The Valley News has printed an editorial that is critical of the College’s potpourri of housing options: the mix of theme houses about everything from entrepreneurship to Harry Potter. We haven’t looked at this subject for a while, but the Valley News’ objections are spot on:

… [the] new housing arrangements at Dartmouth College give pause. While well meaning and seemingly liberal-minded, some innovative “living learning communities” might actually promote insularity and social stratification. That would be an unintended but not entirely unexpected consequence of allowing students to live together according to shared interests.

“Living learning” communities and affinity groups are common on U.S. campuses, so Dartmouth isn’t breaking new ground. And there are good arguments for allowing some students — minorities and gays, in particular — to congregate in campus housing where they feel safe, secure and understood by peers.

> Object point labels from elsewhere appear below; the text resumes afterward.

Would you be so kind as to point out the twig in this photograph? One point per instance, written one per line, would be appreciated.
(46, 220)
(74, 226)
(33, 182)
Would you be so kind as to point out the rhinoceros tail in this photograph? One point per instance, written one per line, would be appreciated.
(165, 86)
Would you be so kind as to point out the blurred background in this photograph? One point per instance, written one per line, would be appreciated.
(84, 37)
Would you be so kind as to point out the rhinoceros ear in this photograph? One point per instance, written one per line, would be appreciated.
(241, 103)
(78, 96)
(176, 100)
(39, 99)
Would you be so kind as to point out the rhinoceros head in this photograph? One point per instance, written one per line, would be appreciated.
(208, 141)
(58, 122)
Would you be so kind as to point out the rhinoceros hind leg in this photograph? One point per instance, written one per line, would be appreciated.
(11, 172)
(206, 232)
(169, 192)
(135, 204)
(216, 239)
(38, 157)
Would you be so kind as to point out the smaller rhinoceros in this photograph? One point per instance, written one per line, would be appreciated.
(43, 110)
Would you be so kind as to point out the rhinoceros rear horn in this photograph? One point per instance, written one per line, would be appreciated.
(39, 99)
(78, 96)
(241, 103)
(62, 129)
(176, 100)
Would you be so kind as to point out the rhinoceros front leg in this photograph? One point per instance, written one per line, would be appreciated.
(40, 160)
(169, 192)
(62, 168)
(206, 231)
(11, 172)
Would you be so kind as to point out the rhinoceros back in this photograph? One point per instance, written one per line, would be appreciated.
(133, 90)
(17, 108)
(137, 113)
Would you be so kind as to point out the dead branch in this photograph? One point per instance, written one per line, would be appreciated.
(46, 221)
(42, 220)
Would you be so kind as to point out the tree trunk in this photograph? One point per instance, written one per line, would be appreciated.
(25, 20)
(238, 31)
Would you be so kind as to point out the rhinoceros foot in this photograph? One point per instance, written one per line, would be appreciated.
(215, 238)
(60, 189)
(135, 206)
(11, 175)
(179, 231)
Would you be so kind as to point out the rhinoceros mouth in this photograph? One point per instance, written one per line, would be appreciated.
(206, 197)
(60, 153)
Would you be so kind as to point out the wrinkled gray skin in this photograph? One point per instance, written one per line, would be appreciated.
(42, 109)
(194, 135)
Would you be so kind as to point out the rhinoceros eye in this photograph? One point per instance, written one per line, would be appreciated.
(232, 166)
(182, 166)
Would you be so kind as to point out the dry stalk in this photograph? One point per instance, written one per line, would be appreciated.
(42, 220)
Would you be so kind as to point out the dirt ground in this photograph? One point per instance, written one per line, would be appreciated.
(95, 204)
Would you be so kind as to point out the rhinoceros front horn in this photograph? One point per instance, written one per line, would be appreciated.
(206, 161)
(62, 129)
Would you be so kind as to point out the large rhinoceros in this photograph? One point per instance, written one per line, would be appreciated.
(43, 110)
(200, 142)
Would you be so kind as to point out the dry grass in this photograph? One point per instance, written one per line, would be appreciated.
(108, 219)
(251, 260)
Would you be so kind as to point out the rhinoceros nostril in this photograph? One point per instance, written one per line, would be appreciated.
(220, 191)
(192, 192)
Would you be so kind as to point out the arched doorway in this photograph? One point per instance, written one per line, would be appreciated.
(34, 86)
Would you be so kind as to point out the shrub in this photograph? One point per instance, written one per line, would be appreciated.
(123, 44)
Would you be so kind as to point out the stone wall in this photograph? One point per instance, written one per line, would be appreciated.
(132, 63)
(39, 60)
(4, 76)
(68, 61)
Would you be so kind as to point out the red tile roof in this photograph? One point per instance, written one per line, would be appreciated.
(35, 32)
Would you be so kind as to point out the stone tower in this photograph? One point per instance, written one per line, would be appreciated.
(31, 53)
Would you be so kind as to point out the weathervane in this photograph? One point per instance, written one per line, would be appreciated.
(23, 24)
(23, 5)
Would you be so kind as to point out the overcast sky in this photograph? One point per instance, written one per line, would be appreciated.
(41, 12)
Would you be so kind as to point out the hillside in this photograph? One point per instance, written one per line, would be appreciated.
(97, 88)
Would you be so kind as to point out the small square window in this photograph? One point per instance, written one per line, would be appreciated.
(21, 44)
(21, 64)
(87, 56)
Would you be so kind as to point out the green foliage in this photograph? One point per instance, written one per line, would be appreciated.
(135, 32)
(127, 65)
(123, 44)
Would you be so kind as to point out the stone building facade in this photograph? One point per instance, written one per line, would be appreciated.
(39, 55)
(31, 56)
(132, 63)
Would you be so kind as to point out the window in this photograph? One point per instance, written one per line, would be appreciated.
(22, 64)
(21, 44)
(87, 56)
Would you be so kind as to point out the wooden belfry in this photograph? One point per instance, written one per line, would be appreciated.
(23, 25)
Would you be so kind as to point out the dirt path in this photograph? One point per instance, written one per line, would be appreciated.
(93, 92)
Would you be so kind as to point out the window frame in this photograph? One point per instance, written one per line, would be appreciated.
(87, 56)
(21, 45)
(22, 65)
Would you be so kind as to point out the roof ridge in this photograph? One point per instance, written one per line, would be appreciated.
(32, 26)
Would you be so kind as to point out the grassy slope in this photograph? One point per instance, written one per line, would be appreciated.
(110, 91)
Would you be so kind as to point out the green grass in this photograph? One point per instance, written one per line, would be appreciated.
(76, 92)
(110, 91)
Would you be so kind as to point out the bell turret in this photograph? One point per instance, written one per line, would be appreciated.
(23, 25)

But there are better arguments for mixing up students of different races, religions, sexual orientations and cultural perspectives. Colleges, particularly prestigious ones such as Dartmouth, like to tout their diversity. Why, then, would they want to encourage students to cluster together according to narrow interests such as veganism or Harry Potterism? College residential life ought to introduce the vegan to the carnivore, the Harry Potter fan to the Plato enthusiast, the gay to the straight, and the black to the white. Simple, easy, painless? Not necessarily. But self-segregation won’t broaden the mind or help prepare young people for real life, where one doesn’t necessarily encounter affinity groups down the street, in the gym, or on the job.

There’s evidence that those who attend college tend to be more understanding of opposing political and religious views, as well as more open-minded about other races and religions, than those who don’t attend. That’s not only because of what’s taught in the classroom but because of the campus experience.

What a shame that Phil can’t recall the democratic and diverse dorms that were an outstanding Dartmouth feature right up until the mid-80’s — as I wrote in a column in The D a decade ago. Students’ life in a “home dorm” should begin freshman year — there should be no segregrated, ‘shmen-only dorms — and they should be able to return to that all-four-classes dorm on a priority basis throughout their four years in Hanover. That successful housing system was an old tradition that should not have failed. Don’t you remember, Phil?

Addendum: Music Professor Jon Appleton writes in:

You are right about “affinity” living spaces. My first year at Reed College my two roommates could not have been more different. Walter wrote his thesis on Machiavelli and later joined the CIA. Ray studied complex mathematics and was son of a farmer. He followed in his father’s footsteps. I learned a lot from both of them. How boring it would have been if I had been in a music house.